3. The conveying device according to claim 1, wherein the urging force adjuster is configured to be moved in a direction intersecting the first direction, in conjunction with the change in the state of the guide member.

4. The conveying device according to claim 1,

wherein the frame comprises an engaging portion, and

wherein the urging force adjuster is engaged with the engaging portion when the guide member is in the first state.

5. The conveying device according to claim 1, wherein the guide member serves as at least a portion of a side wall of the housing.

6. The conveying device according to claim 1,

wherein the urging force applier comprises a resilient member and a cover which contacts an end portion of the resilient member,

wherein the cover is movable relative to the roller holder, and

wherein the resilient member is located between the roller holder and the cover and configured to urge the cover in a direction away from the roller holder.

7. The conveying device according to claim 1, wherein the urging force adjuster is formed integrally with the guide member and moved in conjunction with the change in the state of the guide member.

8. The conveying device according to claim 1,

wherein the urging force applier comprises: a resilient member configured to generate the urging force; and a cover which contacts an end portion of the resilient member, and

wherein when the guide member is in the first state, the urging force adjuster positions the cover at a first position at which the resilient member generates a first urging force, and when the guide member is in the second state, the urging force adjuster positions the cover at a second position at which the resilient member generates a second urging force.

9. The conveying device according to claim 8,

wherein the resilient member is a compression coil spring, and

wherein a length of the compression coil spring is less when the cover is located at the first position than when the cover is located at the second position.

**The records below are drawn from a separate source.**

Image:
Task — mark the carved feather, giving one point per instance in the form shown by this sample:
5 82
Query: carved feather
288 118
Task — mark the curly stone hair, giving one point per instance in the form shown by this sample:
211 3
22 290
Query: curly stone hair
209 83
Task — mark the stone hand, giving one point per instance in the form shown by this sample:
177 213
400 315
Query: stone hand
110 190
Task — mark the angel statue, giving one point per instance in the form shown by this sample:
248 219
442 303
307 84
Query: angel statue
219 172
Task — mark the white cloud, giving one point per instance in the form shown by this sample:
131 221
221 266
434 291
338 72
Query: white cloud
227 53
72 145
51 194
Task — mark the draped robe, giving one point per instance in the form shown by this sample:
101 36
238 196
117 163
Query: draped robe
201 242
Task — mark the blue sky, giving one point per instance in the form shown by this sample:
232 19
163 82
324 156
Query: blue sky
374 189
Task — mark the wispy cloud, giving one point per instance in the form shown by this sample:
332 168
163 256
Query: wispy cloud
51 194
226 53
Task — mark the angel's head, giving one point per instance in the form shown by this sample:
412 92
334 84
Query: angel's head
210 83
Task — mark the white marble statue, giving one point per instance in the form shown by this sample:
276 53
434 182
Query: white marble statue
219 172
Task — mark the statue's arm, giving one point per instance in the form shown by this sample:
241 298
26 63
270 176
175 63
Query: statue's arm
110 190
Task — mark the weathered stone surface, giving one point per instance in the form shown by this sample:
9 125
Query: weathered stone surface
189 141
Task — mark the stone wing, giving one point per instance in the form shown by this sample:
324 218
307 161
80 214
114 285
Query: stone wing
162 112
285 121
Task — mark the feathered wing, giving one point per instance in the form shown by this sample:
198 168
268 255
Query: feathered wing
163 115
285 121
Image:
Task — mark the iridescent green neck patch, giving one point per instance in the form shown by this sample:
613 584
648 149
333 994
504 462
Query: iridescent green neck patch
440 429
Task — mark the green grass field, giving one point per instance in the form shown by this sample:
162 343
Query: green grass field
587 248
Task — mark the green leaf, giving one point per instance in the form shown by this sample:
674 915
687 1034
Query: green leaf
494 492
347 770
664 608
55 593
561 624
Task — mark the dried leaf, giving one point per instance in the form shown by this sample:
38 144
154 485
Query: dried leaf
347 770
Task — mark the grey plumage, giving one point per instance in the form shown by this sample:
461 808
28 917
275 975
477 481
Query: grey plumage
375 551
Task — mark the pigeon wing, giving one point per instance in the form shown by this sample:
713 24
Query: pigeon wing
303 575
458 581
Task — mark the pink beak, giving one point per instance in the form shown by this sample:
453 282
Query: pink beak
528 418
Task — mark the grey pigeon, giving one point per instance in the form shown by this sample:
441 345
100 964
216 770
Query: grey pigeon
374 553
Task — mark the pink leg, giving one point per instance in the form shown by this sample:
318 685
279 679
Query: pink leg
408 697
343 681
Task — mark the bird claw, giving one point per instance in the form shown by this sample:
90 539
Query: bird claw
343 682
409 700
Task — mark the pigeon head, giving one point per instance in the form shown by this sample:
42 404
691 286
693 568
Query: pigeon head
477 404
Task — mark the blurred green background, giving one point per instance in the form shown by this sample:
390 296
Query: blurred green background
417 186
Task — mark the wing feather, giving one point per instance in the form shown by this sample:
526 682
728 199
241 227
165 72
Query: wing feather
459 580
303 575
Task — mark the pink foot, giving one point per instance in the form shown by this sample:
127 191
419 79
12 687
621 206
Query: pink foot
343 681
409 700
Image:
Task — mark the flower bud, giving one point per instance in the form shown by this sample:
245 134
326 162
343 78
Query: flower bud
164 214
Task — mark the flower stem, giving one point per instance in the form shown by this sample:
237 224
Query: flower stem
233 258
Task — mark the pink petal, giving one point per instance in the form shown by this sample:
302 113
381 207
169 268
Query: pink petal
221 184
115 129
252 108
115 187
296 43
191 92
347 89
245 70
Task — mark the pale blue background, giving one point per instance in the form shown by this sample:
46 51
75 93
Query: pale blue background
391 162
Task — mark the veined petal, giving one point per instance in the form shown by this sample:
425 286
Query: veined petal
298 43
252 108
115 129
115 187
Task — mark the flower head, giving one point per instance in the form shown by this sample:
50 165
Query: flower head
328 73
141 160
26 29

10. A conveying device, comprising:

a housing defining a conveyance path therein;

a guide rail in the housing;

a first roller disposed on the conveyance path;

a second roller opposed to the first roller;

a roller holder having first and second ends, the first end rotatably supporting a shaft of the second roller, the second end being pivotally attached to the guide rail;

a guide member pivotally attached to the housing having a side wall and a guide surface opposite the side wall, the guide member being movable between a first position in which the side wall forms a portion of a rear wall of the housing and the guide surface covers a part of the conveyance path, and a second position in which the guide surface is outside the housing and exposes the conveyance path;

a spring providing an urging force to the roller holder to bias the second roller toward the first roller;

a cover over a first end of the spring; and

a tab extending from the guide member and movable with the guide member, wherein when the guide member is in the first position the tab contacts the cover and the guide rail and interacts with the spring to adjust the urging force to a first value, and when the guide member is in the second position the urging force is adjusted to a second value when the guide member is in the second state, the second value being less than the first value.

11. The conveying device according to claim 10, wherein the second roller is above the first roller.

12. The conveying device according to claim 10, wherein the spring is between the guide rail and the roller holder.

13. The conveying device according to claim 10, wherein the tab is between the spring and the guide rail when the guide member is in the first position.

14. The conveying device according to claim 10, wherein the guide rail defines an opening that receives the first end of the roller holder to pivotally attach the first end of the roller holder to the guide rail.

15. The conveying device according to claim 10, wherein the tab includes a projection portion extending upward from the tab, wherein the projection portion is received in an opening in the guide rail when the guide member is in the first position.

16. The conveying device according to claim 10, wherein the second end of the roller holder is disposed between the shaft of the second roller and the guide member.